De quoi ravir également les visiteurs qui déambulent dans les allées du nouveau parc. Laury Venant y a installé des enclos d'immersion : les visiteurs peuvent entrer dans la cage, au plus près des animaux... Sous certaines conditions. "On veut désensibiliser, désimprégner les lémuriens, donc les gens ne peuvent pas les caresser spontanément. on les laisse venir sur les gens mais on ne favorise pas le contact avec l'animal, parce que l'idée derrière, c'est de pouvoir un jour les réintroduire dans leur milieu naturel", précise-t-il.
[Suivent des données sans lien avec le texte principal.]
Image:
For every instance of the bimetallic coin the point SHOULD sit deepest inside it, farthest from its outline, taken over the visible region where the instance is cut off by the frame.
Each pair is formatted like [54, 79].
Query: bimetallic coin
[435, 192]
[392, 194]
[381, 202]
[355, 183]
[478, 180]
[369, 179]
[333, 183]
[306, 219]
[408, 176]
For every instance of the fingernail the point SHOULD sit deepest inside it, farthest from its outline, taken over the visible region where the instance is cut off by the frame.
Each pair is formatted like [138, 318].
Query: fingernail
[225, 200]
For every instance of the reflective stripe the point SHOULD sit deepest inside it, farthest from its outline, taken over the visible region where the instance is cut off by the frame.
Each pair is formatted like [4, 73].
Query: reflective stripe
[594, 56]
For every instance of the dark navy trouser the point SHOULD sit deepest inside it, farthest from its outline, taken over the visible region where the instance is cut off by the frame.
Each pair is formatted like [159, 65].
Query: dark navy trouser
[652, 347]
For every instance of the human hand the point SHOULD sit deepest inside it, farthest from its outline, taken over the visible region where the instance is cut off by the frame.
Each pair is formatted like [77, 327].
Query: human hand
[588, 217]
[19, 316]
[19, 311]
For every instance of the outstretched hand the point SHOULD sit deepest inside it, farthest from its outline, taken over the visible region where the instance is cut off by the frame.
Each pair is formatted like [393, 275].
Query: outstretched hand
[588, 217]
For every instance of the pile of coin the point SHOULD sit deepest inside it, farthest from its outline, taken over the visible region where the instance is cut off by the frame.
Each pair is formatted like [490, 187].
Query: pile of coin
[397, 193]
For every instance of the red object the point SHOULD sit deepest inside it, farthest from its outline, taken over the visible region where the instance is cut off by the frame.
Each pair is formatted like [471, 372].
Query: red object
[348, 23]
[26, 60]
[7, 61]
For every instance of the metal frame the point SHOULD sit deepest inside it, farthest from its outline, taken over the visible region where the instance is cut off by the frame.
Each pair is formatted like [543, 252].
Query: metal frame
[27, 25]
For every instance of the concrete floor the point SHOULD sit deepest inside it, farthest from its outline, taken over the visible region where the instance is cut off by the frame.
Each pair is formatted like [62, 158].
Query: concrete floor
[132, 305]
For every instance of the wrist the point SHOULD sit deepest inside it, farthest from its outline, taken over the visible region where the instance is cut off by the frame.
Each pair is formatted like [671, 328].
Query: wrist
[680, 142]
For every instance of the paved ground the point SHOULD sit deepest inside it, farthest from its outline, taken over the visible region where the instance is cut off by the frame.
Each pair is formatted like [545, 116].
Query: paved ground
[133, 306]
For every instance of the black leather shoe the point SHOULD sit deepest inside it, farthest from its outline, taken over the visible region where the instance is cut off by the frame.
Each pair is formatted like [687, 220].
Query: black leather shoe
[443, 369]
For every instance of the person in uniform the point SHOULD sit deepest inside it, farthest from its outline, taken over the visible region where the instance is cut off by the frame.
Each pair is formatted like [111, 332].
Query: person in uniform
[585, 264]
Sensibiliser à la préservation des espèces

Le but de ces enclos est surtout de sensibiliser le public, dès le plus jeune âge, à la préservation des espèces menacées. "Ces lémuriens sont un peu les ambassadeurs de leurs cousins qui sont à Madagascar. Le rôle des soigneurs animaliers et des jeunes en mission de service civique, c'est de faire beaucoup de prévention sur les menaces qui pèsent sur eux, comme la déforestation."

Cette sensibilisation est essentielle pour Laury Venant, ce passionné de primates qui a créé le jardin exotique. À l'origine, il accueillait les animaux saisis dans son jardin. Dix ans plus tard, il leur a créé cet espace bien plus adapté. Infirmier de profession, il espère pouvoir à terme quitter son emploi définitivement pour pouvoir se consacrer entièrement à la protection de ces animaux. "Au début, je ne pensais vraiment pas faire ça de ma vie, confie-t-il. Mais la passion a pris le dessus et maintenant c'est une satisfaction. Quand je vois les gens venir ici et prendre du plaisir... C'est aussi un grand plaisir pour moi."

Aujourd'hui le parc, ouvert tous les jours pendant les vacances scolaires, accueille en moyenne 200 personnes par jour.